The once-promising jewel in Kenya’s sugar sector now stares into the abyss. Kwale International Sugar Company Limited has suffered a devastating legal knockout at the Supreme Court, losing its desperate attempt to halt insolvency proceedings that could see the Mauritius-backed miller auctioned off to the highest bidder.
In a stinging rebuke delivered by a five-judge bench on May 23, 2025, the apex court not only dismissed Kwale Sugar’s application but essentially accused the company of judicial gymnastics, attempting to leapfrog established legal channels in what appears to be a last gasp for survival.
The ruling clears the runway for EPCO Builders Limited to proceed with its bankruptcy petition over a Sh405 million debt, a legal battle that has dragged on since 2019 and now threatens to write the final chapter in Kwale Sugar’s turbulent saga.
The Supreme Court’s judgment was unequivocal and unsparing. The judges made clear that Kwale Sugar had fundamentally misunderstood the court’s jurisdiction, seeking relief that would require the apex court to override the High Court while an appeal at the Court of Appeal remained pending.
“The petition of appeal No. E007 of 2025 filed in this court only challenges the decision of the Court of Appeal as it should and not that of the High Court. Yet the entire motion is about the decision of the High Court that gave rise to the first appeal in the Court of Appeal, which is now the subject matter of petition of appeal No. E007 of 2025 pending before the court.
The court cannot frog-leap the Court of Appeal to provide relief to a party before the High Court. To do so would be inconsistent with its jurisdiction. For these reasons, we find no merit in this application and accordingly dismiss it,” the bench declared with finality.
The implications are seismic. With the Supreme Court slamming the door shut, Kwale Sugar now faces the full force of insolvency proceedings at the High Court with no legal shield remaining.
The miller’s Mauritius-based investors, who pumped billions into what was supposed to be a transformative agricultural project along the Coast, must now contemplate the very real possibility of liquidation and asset sales.
At the heart of this corporate melodrama lies a bitter contractual dispute rooted in grand ambitions gone sour.
EPCO Builders was contracted to construct a state-of-the-art sugar factory for Kwale Sugar in a deal valued at Sh2.2 billion. What should have been a marriage of engineering prowess and agricultural transformation instead descended into acrimony and accusation.

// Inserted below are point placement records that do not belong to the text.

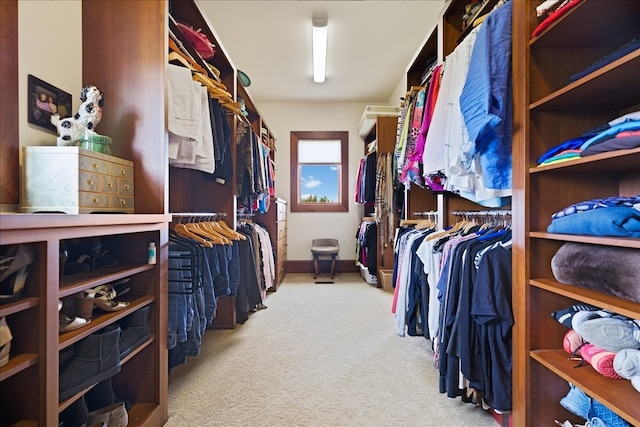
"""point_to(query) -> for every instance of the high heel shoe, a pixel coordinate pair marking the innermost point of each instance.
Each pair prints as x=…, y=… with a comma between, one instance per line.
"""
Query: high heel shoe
x=5, y=342
x=14, y=270
x=17, y=257
x=104, y=298
x=68, y=323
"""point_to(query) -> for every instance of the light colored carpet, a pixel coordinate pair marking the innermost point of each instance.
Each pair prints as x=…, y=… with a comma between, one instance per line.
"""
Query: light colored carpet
x=319, y=355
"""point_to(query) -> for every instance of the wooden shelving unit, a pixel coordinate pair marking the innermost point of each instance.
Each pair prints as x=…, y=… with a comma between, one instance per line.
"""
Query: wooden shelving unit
x=549, y=111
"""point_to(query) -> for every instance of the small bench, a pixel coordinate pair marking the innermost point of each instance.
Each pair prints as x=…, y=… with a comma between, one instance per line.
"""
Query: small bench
x=324, y=247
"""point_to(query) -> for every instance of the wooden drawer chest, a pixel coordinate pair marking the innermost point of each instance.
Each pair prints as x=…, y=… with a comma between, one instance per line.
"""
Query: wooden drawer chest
x=75, y=181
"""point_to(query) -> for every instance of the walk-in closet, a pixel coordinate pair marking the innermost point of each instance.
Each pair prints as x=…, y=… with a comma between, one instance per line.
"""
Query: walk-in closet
x=157, y=224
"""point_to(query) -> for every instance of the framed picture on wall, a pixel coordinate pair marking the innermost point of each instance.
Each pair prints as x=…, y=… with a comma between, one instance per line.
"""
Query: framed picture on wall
x=44, y=100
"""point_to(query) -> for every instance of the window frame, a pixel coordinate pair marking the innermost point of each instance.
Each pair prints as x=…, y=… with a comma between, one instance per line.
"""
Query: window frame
x=343, y=205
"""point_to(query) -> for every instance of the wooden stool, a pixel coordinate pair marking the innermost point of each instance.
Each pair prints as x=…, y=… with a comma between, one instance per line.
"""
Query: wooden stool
x=324, y=247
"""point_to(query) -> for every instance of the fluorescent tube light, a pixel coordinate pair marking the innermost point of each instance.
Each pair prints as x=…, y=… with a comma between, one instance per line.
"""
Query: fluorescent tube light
x=319, y=49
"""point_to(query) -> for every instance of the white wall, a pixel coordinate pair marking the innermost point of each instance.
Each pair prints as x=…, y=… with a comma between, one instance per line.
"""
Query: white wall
x=302, y=227
x=398, y=92
x=50, y=48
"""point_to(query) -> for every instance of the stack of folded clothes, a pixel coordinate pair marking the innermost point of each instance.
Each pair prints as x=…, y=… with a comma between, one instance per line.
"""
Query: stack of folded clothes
x=621, y=133
x=611, y=216
x=609, y=342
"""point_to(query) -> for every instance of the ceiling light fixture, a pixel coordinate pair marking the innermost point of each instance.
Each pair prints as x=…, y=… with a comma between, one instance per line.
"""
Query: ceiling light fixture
x=319, y=48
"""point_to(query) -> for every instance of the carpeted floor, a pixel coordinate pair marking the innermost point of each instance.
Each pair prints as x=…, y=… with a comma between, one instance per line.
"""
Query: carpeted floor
x=319, y=355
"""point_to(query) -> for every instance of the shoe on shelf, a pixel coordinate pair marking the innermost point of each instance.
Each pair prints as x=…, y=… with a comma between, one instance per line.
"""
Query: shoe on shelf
x=104, y=298
x=601, y=360
x=67, y=323
x=565, y=315
x=14, y=270
x=614, y=333
x=113, y=416
x=17, y=257
x=5, y=342
x=627, y=364
x=576, y=402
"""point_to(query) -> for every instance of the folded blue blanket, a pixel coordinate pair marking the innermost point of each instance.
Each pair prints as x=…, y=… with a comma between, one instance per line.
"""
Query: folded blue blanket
x=613, y=221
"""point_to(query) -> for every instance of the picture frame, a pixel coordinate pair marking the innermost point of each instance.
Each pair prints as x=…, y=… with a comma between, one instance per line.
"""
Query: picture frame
x=44, y=100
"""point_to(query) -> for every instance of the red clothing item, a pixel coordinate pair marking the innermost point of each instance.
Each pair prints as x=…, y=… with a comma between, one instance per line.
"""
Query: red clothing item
x=554, y=16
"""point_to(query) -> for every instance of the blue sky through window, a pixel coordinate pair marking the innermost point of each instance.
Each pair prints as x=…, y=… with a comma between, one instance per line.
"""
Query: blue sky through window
x=321, y=181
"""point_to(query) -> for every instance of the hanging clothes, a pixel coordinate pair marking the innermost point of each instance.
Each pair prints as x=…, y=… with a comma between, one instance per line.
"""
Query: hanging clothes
x=454, y=287
x=366, y=247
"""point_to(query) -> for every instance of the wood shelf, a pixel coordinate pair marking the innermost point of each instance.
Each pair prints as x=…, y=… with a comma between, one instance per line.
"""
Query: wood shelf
x=19, y=305
x=100, y=320
x=622, y=242
x=611, y=393
x=17, y=364
x=613, y=161
x=79, y=282
x=599, y=299
x=610, y=85
x=552, y=111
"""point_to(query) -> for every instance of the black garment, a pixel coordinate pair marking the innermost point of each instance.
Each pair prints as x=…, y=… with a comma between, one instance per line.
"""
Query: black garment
x=371, y=248
x=370, y=179
x=417, y=292
x=222, y=144
x=248, y=296
x=244, y=165
x=491, y=310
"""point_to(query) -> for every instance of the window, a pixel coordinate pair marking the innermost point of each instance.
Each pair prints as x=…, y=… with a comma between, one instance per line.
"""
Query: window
x=319, y=163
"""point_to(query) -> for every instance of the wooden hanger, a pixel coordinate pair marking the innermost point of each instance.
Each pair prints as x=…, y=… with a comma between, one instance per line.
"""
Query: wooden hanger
x=199, y=229
x=194, y=65
x=182, y=230
x=224, y=225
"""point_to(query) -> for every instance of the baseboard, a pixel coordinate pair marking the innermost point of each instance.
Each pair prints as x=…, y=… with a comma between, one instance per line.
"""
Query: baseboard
x=342, y=266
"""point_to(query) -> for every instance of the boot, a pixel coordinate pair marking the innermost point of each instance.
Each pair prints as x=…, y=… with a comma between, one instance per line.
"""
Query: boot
x=135, y=330
x=75, y=415
x=96, y=358
x=112, y=416
x=100, y=396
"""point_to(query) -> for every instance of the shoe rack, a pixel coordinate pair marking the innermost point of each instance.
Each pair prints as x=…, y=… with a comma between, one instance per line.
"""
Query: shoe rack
x=124, y=67
x=548, y=111
x=29, y=386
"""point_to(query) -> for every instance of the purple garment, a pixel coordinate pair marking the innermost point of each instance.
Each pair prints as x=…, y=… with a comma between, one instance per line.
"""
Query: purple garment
x=432, y=93
x=613, y=144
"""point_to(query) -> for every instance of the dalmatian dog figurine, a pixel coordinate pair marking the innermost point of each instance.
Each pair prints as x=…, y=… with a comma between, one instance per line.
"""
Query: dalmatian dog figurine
x=86, y=119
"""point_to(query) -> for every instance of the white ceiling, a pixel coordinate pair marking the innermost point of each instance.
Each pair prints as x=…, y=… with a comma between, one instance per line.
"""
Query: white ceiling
x=371, y=43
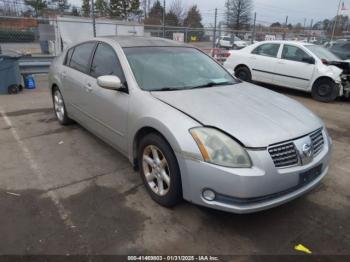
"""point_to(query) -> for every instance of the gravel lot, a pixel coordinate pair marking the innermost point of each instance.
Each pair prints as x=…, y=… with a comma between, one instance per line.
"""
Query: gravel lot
x=64, y=191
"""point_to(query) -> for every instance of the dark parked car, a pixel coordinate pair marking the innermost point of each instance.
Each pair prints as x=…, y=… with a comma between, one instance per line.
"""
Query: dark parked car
x=342, y=50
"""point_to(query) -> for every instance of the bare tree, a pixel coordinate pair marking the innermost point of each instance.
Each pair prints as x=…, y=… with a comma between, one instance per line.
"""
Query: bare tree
x=238, y=13
x=178, y=9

Kwale Sugar insists the Sh405 million demand is baseless, pointing fingers at EPCO for alleged non-performance and contractual breaches.
The company has repeatedly argued that the dispute should be settled through arbitration, as stipulated in the original construction contract, rather than through the nuclear option of insolvency proceedings that could obliterate the company entirely.
But the courts have shown no appetite for Kwale Sugar’s arguments.
Both the High Court and the Court of Appeal rejected the company’s attempts to halt the insolvency petition, ruling that EPCO’s claim was substantial enough to warrant bankruptcy proceedings. The Supreme Court has now added the final seal to this judicial consensus.
The Kwale Sugar disaster represents more than just another corporate casualty. It symbolizes the challenges plaguing Kenya’s sugar sector, where grand visions collide with harsh commercial realities, contractual disputes metastasize into existential threats, and foreign investors discover that Kenyan sugar is anything but sweet.
For the Coast region, the potential collapse of Kwale Sugar would be catastrophic. The miller was supposed to anchor economic transformation in a marginalized area, creating jobs, stimulating cane farming, and demonstrating that agriculture could be a pathway to prosperity.
Instead, it may become a cautionary tale of ambition undone by mismanagement and legal warfare.
As the insolvency petition now proceeds unimpeded at the High Court, Kwale Sugar’s options have narrowed to a desperate corridor. The company must either settle with EPCO, find fresh capital to clear the debt, or face the liquidators.
The clock is ticking, and the Supreme Court has just removed the last buffer between survival and obliteration.
The saga serves as a brutal reminder that in Kenya’s unforgiving business landscape, even the mightiest can fall, and the courts will not rescue those who exhaust their legal options through what increasingly looks like procedural desperation rather than substantive justice.